Transforming a one-dimensional, "flattened" index into the N-dimensional vector index of an N-dimensional array

Question

I have an N-dimensional array, with the same number of items (i.e. the same "length") in each dimension.

Given a one-dimensional index into the array, I want a function that returns the coordinates associated with that index. The way that the array is indexed actually doesn't matter (in the sense that all of the dimensions of the array are equal, with none having precedence in terms of algorithms that will be operating on the array).

So, for example, if I have a 4x4x4 array, index 63 should return [3,3,3], index 0 should return [0,0,0] and index 5 should return [1,1,0].

I have written the following function, where nDim is the number of dimensions, and nBin is the length of each dimension:

def indicesOf(x,nDim,nBin) :
    indices = []
    for i in arange(0,nDim) :   
        index = (x/nBin**(i))%nBin
        indices.append(index)
        x -= index*nBin**i
    return indices

It seems to work -- but is there a more efficient way to make this calculation? To be honest, I have half "asked" this question just to share this solution, as I couldn't find a solution online. But if there is a more efficient way to do this, then great -- please share!

The function above is written in python, but I have just been using this to prototype a C (actually CUDA) function, so none of pythons wonderful libraries are available to me.

Here is a solution from combining JackOLantern and Eric's comments about the power of two sizes below. It seems to work for the handful of test cases I tried.
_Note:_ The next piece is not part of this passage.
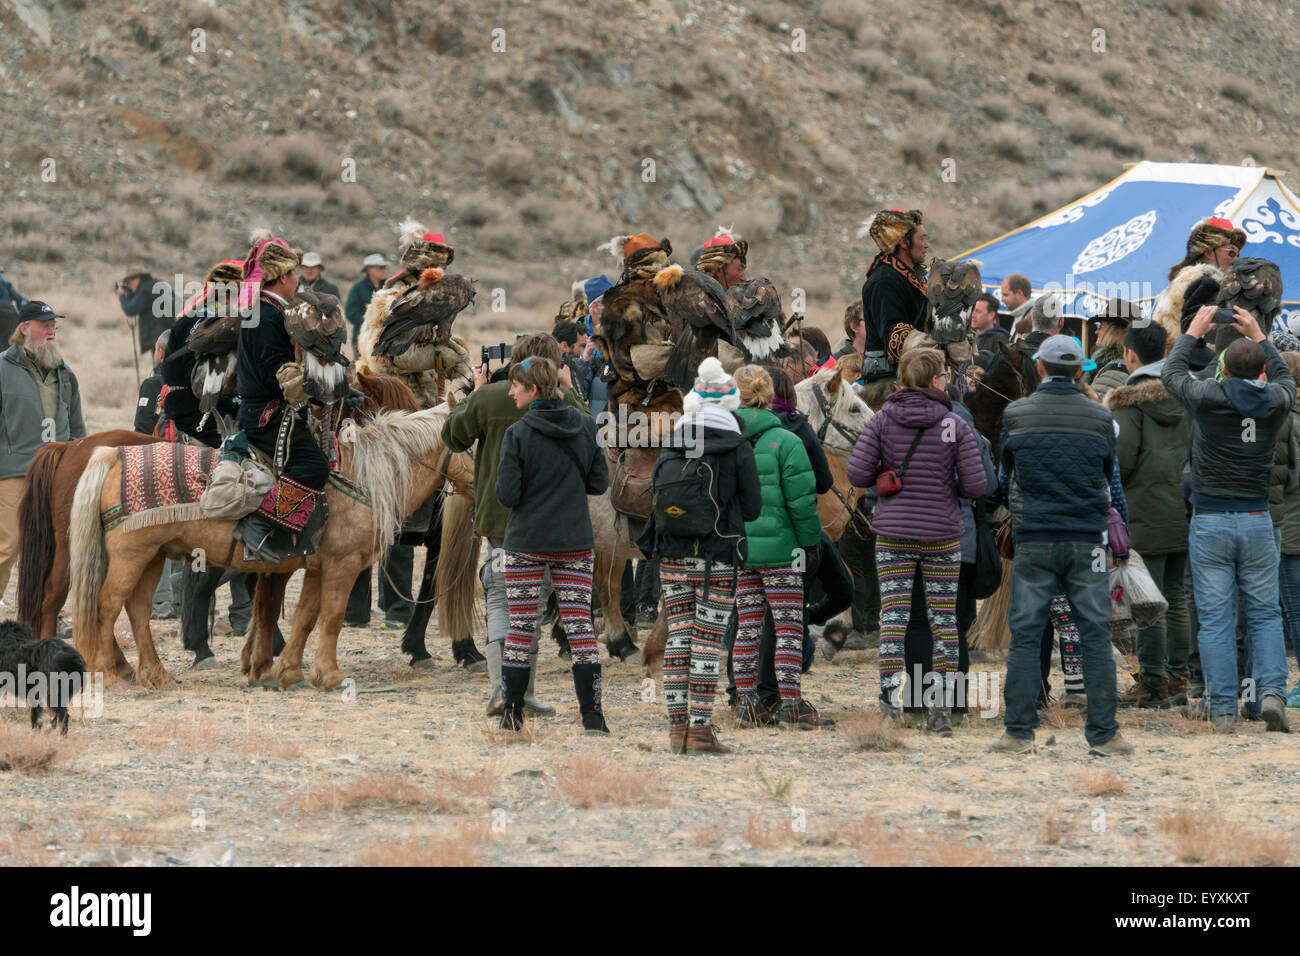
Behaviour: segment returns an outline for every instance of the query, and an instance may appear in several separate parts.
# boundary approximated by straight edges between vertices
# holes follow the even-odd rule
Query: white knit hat
[[[740,407],[740,390],[736,388],[736,380],[726,373],[722,363],[713,356],[700,363],[700,370],[695,376],[695,388],[682,399],[682,411],[693,414],[705,402],[721,405],[733,412]]]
def indicesPowOf2(x,nDim,nBin) :
    logWidth = math.log(nBin,2)         
    indices = [0]*nDim
    for i in arange(nDim) :
        indices[i] = x & (nBin-1)
        x = x >> int(logWidth)
    return indices

Answer 1

You could avoid using ** (power operator) to reduce the computational cost, especially if you need to add this code to CUDA kernels.

The following way could be more efficient

void indices(int x, int nDim, int nBin, int indices[]) {
    for(int i=0;i<nDim;i++) {
        indices[i] = x % nBin;
        x /= nBin;
    }
}

If your nBin is a power of 2, you could use >> and & to replace the / and %.